A photo of Kaylan Kelsey working in the lab at Clemson on research to improve detection of ovarian cancerKelsey is a doctoral student working in the lab of Dr. Ken Marcus at Clemson (S.C.) University. She was selected by Clemson professors to continue her studies in the program after participating in the National Science Foundation (NSF) Research Experience for Undergraduates at Clemson.

“I am striving to create a ‘liquid biopsy’-based technique as a noninvasive approach to ovarian cancer detection by isolating and identifying biomarkers in exosome-rich samples,” Kelsey said. “Exosomes are essential components of cell-to-cell communication, disease progression, metastasis, tumor growth, and other physiological processes that are continually investigated.”

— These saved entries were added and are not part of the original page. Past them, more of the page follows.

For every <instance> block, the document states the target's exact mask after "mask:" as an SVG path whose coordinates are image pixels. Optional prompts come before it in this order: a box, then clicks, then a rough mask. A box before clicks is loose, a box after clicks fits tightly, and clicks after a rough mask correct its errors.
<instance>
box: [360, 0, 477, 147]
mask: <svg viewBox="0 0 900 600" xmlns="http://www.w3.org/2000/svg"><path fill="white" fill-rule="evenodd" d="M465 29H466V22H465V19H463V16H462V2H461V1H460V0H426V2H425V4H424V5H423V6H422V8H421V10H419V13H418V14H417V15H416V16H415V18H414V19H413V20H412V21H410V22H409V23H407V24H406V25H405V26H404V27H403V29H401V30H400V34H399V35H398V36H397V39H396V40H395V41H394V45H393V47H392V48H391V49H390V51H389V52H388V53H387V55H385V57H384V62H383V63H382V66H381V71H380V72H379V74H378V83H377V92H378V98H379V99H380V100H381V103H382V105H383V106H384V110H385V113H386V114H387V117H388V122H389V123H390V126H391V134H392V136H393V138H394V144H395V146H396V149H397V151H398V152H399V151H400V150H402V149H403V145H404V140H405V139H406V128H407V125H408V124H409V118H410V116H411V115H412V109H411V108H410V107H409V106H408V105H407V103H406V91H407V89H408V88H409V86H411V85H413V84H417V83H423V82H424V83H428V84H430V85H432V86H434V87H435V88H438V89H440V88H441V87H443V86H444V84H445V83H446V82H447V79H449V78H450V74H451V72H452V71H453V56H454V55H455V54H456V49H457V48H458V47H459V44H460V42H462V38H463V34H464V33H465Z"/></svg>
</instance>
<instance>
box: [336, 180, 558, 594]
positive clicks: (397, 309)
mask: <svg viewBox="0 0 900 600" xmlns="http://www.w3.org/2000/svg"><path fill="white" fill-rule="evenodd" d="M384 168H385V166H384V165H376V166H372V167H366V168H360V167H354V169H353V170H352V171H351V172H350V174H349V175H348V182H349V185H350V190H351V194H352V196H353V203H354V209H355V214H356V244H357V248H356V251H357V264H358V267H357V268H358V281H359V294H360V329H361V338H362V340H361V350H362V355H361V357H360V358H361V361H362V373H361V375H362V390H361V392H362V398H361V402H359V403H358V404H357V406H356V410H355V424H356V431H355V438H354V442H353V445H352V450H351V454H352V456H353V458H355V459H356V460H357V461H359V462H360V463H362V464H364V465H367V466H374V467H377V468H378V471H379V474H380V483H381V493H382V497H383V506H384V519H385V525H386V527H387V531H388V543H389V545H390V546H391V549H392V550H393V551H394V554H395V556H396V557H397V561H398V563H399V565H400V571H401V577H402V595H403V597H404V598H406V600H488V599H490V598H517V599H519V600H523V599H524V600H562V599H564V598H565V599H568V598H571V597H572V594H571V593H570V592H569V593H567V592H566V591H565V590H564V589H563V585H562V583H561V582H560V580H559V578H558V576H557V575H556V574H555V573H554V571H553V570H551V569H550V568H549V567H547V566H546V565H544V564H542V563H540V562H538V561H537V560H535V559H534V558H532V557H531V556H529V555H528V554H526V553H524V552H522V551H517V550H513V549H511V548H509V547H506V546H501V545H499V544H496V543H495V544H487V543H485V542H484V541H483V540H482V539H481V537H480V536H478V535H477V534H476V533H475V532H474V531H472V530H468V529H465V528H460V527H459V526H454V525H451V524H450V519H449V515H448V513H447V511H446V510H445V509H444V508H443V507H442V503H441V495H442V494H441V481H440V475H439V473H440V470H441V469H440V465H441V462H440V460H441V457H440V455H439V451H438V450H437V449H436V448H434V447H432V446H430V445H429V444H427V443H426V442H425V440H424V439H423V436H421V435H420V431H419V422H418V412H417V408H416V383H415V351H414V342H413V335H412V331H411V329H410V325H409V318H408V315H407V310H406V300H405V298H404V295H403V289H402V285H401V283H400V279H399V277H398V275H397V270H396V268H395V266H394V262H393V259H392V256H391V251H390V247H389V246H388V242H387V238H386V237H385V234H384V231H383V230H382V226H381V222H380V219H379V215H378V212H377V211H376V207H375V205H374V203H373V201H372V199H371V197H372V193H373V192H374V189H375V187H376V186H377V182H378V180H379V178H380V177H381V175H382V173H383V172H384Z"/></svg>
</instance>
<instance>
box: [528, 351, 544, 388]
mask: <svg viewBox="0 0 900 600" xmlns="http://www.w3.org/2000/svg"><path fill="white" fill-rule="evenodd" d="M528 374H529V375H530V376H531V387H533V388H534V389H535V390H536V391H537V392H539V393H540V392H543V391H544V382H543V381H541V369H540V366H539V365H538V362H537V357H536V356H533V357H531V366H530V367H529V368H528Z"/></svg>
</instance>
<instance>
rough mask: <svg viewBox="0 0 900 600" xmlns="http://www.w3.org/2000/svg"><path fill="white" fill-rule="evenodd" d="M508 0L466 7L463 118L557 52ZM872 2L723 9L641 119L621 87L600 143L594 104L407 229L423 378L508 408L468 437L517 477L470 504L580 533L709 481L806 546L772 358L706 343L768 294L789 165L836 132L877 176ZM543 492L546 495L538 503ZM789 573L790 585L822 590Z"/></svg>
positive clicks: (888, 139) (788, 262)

Her GWU chemistry, biology and math professors gave her the foundation she needed to thrive in the NSF program and succeed as a graduate assistant. “Dr. Venita Totten (professor of chemistry) made a major impact on my academic career,” Kelsey affirmed. “I really appreciated the student-directed classes she instructed. This helped us not only to learn more, but to also begin to initiate assessments and projects. Dr. Totten’s approach helped us to grab the reigns in certain areas and direct the classroom atmosphere into what was most comfortable for us, while also tackling some difficult content. Also, she would remind us not to be overwhelmed by the many duties and responsibilities we had as students. She would comfort us by saying, ‘Life is just a series of jumping through hoops, let’s just jump through this one first so we can move forward.’”

Besides academics, Kelsey appreciated the Christian community at Gardner-Webb. “It was essential to my success as it allowed me to come into contact with a wonderful community of believers, and allowed me to build wholesome, and lifelong relationships with others while sharing the love of Christ,” she assessed.